Segundo ele, não se pode pensar que a qualidade dos livros publicados seja baixa. Ele explica por que se publica tanto:
– A lógica do setor é a da superoferta. A mídia e as livrarias precisam da novidade. Em boa parte dos casos, 20% dos lançamentos sustentam os 80% restantes.
A gerente editorial da Rocco, Vivian Wyler, diz que os hábitos mudaram e que cada vez mais as pessoas estão lendo mais de um livro ao mesmo tempo:
– Os leitores têm feito com livros verdadeiros zappings, como na TV.
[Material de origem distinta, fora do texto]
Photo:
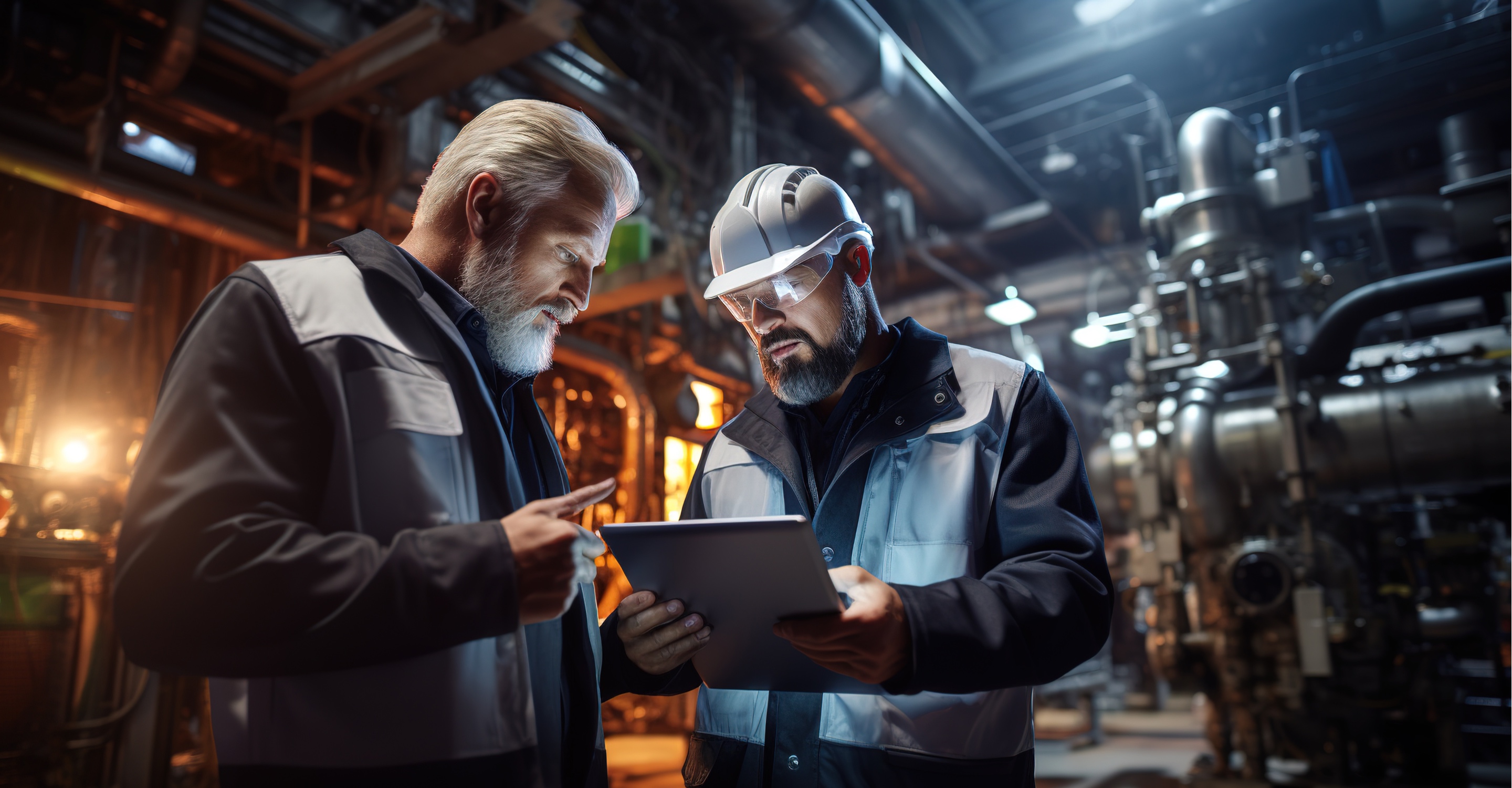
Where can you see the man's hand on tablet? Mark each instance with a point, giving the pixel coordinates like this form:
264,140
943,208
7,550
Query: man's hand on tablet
657,636
868,642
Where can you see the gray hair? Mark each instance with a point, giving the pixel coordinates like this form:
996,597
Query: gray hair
531,147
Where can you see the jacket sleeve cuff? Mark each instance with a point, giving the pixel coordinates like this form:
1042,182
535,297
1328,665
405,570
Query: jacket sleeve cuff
509,580
903,682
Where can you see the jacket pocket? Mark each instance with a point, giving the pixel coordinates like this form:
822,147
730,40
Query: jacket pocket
921,563
714,761
382,398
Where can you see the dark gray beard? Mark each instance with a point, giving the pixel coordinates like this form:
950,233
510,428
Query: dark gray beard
803,383
516,344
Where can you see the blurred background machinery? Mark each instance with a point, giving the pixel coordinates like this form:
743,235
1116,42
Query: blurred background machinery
1258,248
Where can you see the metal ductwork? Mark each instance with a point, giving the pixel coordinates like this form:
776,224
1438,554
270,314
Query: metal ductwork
844,58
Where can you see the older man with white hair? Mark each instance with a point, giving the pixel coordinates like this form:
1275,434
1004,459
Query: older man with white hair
350,510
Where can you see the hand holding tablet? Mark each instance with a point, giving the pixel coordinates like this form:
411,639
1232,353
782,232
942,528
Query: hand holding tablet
740,577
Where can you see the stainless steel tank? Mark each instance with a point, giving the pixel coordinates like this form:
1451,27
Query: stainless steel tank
1382,433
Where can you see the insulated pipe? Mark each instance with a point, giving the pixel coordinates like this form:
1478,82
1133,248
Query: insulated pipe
844,59
1339,327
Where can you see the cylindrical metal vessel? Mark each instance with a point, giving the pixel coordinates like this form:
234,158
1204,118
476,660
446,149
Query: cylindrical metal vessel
1203,495
1434,431
1219,211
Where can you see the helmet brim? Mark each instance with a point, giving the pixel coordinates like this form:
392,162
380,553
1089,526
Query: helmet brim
749,274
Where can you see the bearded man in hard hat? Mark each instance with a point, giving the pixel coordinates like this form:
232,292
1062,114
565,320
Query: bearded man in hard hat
947,492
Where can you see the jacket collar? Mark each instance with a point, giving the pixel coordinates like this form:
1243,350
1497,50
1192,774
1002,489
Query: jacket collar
920,391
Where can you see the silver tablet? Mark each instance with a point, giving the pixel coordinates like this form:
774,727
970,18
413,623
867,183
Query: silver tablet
743,575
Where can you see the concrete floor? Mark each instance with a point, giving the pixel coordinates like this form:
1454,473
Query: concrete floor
1140,751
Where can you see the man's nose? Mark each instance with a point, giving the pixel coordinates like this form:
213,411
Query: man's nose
578,285
764,318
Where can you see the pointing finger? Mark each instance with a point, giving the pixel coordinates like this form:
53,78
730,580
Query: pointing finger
578,500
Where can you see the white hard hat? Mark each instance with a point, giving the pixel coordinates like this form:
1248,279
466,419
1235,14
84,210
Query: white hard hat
776,219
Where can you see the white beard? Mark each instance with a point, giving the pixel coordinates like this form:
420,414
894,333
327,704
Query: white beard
521,339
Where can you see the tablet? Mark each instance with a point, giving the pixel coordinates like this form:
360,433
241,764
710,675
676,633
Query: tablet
743,575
Para Vivian, na verdade, há dois modelos de editora no Brasil: as de catálogo amplo e as pequenas, de catálogo específico.
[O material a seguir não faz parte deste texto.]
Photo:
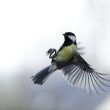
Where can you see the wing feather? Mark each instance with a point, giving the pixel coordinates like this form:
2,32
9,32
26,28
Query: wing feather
79,73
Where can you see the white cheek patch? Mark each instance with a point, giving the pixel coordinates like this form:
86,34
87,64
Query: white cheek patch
73,38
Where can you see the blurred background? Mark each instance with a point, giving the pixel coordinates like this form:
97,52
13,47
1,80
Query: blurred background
28,28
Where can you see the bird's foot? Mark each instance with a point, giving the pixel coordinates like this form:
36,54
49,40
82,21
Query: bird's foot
52,53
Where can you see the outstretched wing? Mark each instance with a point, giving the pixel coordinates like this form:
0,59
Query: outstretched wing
79,73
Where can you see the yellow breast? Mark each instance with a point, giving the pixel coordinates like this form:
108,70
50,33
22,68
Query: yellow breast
66,54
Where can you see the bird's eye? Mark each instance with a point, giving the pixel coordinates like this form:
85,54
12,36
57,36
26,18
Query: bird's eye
73,38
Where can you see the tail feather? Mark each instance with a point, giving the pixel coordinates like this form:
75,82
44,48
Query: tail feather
42,76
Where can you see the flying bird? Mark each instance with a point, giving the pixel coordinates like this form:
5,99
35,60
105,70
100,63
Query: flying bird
75,69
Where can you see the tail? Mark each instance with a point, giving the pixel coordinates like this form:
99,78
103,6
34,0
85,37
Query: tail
42,76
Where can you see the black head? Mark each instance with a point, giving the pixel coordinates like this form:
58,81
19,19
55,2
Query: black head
69,36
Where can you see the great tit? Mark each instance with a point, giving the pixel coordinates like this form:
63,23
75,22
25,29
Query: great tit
75,69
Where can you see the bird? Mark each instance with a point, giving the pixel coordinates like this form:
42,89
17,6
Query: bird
75,69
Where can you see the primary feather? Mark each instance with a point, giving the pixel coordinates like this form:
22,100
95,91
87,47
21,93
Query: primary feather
80,74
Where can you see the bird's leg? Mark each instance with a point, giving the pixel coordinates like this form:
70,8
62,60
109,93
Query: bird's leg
52,53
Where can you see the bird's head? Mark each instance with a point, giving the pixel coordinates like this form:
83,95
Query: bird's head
70,36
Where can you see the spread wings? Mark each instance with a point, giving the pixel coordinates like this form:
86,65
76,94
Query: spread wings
80,74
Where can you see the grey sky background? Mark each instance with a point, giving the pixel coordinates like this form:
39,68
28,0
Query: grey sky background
28,28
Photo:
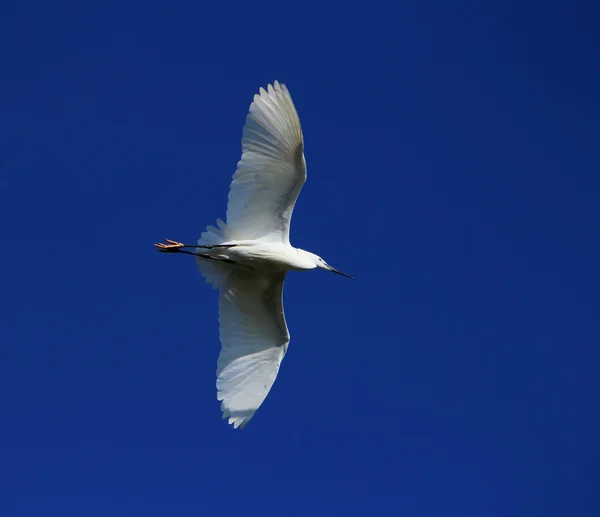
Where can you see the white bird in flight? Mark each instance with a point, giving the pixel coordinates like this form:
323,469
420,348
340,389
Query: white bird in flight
248,257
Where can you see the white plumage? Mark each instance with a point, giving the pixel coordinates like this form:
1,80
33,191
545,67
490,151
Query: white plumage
247,258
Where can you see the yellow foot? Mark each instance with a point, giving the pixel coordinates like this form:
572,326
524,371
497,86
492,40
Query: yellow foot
171,246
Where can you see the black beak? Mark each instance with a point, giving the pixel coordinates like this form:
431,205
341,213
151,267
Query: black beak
337,271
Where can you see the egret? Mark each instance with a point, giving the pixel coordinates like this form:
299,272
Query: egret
247,257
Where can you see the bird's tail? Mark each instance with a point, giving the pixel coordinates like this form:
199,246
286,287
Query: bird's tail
214,272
– No Brasil, tem acontecido o que se dá na França há alguns anos: a aposta na variedade.
E com essa variedade pode-se imaginar mais espaço para o autor nacional, sobretudo para os novos?
– O autor nacional é a prioridade. Queremos que os novos autores enxerguem na editora o lugar para se lançarem – diz Lacerda.
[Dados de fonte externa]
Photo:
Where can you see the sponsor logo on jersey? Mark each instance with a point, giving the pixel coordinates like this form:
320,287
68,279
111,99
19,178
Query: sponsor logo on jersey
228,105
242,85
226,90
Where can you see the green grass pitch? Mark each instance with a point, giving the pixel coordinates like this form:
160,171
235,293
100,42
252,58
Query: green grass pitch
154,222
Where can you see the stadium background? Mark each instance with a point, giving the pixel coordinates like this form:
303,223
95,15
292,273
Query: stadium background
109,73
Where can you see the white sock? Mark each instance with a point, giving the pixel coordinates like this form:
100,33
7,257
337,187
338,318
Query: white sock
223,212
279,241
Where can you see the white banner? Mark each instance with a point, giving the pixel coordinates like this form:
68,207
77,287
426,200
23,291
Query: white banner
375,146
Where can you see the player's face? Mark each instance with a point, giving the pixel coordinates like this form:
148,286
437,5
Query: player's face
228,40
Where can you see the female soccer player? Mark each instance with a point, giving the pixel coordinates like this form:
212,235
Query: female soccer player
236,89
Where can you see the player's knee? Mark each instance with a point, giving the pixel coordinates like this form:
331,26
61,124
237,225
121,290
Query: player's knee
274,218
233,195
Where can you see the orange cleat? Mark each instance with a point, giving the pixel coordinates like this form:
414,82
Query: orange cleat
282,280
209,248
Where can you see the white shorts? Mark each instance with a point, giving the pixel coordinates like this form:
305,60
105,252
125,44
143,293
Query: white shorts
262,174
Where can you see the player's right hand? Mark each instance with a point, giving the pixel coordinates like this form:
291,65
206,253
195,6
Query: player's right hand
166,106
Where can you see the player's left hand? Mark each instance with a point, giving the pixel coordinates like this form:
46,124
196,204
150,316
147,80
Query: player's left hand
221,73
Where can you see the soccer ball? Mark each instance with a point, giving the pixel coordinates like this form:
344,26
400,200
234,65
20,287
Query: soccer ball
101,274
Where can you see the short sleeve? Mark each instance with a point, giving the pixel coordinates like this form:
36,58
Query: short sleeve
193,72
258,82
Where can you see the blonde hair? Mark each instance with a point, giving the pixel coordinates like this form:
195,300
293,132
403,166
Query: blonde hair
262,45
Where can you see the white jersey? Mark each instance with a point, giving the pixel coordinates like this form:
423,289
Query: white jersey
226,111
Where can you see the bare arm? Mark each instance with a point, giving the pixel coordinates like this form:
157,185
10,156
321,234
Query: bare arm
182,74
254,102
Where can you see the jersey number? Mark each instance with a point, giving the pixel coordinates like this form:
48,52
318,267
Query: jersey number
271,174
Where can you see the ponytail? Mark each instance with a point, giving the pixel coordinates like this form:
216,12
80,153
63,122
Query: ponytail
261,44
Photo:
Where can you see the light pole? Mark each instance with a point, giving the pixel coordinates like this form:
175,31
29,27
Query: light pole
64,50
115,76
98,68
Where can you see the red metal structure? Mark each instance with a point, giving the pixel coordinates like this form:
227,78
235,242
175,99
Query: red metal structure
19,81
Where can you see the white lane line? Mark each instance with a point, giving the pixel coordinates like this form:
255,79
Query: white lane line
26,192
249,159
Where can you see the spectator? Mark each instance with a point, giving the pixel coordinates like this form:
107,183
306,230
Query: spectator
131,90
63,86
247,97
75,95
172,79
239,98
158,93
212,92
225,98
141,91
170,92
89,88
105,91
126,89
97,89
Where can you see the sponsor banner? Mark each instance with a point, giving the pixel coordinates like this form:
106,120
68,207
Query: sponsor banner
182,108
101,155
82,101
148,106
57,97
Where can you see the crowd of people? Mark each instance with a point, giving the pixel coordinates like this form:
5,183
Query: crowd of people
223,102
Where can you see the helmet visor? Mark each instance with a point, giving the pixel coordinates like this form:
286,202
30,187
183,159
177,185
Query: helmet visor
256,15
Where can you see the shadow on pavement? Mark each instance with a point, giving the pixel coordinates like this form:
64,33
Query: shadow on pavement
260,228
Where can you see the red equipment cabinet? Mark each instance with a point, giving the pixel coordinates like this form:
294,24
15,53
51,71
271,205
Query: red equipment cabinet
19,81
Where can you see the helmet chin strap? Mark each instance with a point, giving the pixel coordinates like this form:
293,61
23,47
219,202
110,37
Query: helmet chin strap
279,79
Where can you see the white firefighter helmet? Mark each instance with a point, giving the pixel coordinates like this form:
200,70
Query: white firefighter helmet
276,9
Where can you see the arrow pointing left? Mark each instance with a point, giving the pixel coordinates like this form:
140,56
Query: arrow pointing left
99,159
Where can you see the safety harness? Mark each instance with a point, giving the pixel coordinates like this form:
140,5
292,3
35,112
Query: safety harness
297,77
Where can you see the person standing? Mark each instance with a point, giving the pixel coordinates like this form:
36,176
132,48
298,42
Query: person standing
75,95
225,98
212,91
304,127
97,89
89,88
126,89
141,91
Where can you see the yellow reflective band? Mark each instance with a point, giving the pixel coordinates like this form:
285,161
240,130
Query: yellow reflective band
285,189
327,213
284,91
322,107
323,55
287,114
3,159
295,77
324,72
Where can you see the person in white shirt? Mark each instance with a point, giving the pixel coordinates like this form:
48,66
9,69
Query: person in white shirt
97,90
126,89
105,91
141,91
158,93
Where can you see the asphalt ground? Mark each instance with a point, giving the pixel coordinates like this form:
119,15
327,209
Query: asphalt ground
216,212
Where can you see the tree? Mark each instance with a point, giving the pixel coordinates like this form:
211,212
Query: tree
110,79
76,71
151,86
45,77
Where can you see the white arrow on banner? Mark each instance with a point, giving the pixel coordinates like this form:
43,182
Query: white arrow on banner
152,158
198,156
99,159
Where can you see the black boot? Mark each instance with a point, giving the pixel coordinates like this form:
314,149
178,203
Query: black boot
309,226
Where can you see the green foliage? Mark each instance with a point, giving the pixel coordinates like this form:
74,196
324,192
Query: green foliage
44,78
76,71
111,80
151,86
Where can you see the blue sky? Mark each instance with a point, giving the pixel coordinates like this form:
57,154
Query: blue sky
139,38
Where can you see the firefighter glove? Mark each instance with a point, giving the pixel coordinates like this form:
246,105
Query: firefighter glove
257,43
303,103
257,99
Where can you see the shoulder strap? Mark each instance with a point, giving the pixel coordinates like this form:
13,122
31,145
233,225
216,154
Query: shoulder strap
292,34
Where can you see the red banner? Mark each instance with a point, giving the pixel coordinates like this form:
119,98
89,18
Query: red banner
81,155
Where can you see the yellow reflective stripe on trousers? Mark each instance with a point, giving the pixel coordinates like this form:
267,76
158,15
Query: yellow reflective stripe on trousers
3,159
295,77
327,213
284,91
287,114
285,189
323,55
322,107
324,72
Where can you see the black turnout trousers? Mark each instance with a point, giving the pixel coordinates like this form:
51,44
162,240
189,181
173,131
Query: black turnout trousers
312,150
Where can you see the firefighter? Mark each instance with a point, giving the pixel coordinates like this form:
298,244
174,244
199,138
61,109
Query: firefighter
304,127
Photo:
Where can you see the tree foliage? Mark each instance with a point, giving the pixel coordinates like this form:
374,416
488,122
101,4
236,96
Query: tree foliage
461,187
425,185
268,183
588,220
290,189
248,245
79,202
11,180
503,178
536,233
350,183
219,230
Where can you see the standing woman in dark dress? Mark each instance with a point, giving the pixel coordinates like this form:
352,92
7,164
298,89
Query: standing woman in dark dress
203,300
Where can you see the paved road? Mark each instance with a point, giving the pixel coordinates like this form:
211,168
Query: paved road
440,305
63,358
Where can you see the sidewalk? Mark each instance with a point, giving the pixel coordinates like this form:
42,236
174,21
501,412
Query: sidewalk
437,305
– A boa estratégia é o longo prazo. Por isso, não compramos livros, só autores completos – diz Vivian Wyler sobre a Rocco, que, por exemplo, ao retomar na Objetiva o mago Paulo Coelho trouxe com ele inclusive os livros que já haviam sido publicados na outra editora.
– Não se forma um catálogo sólido sem um espaço para a descoberta de novos autores. Por isso têm surgido tantos novos nomes nos últimos anos – diz Luciana Villas-Bôas.
Uma preocupação muitos têm, entretanto, com a venda de parte da Objetiva para a Prisa. Claro, diante de uma negócio como esse, sempre surgem nacionalistas temerosos com a possibilidade de estrangeiros decidirem o que se publica no Brasil. Como está viajando à Espanha e à Argentina para acertar detalhes da parceria com a editora espanhola, Roberto Feith, que continua dirigindo a Objetiva, não pôde discutir o assunto.
Mas o caso da Planeta, grande editora espanhola que se estabeleceu no Brasil em 2003, pode ser um bom parâmetro para avaliação. A intenção original da Planeta, quando começou a flertar com o Brasil, em 2002, era fazer exatamente o que a Prisa-Santillana acaba de fazer: comprar uma editora aqui. Ela chegou até a negociar isso com algumas, mas a desvalorização do real acabou fazendo com que a editora optasse por um projeto mais modesto e se lançasse com sua marca própria.
– A decisão sobre o que é lançado não tem nenhuma ingerência espanhola. O interesse da empresa é formar um catálogo sólido e próprio no país, com autores nacionais.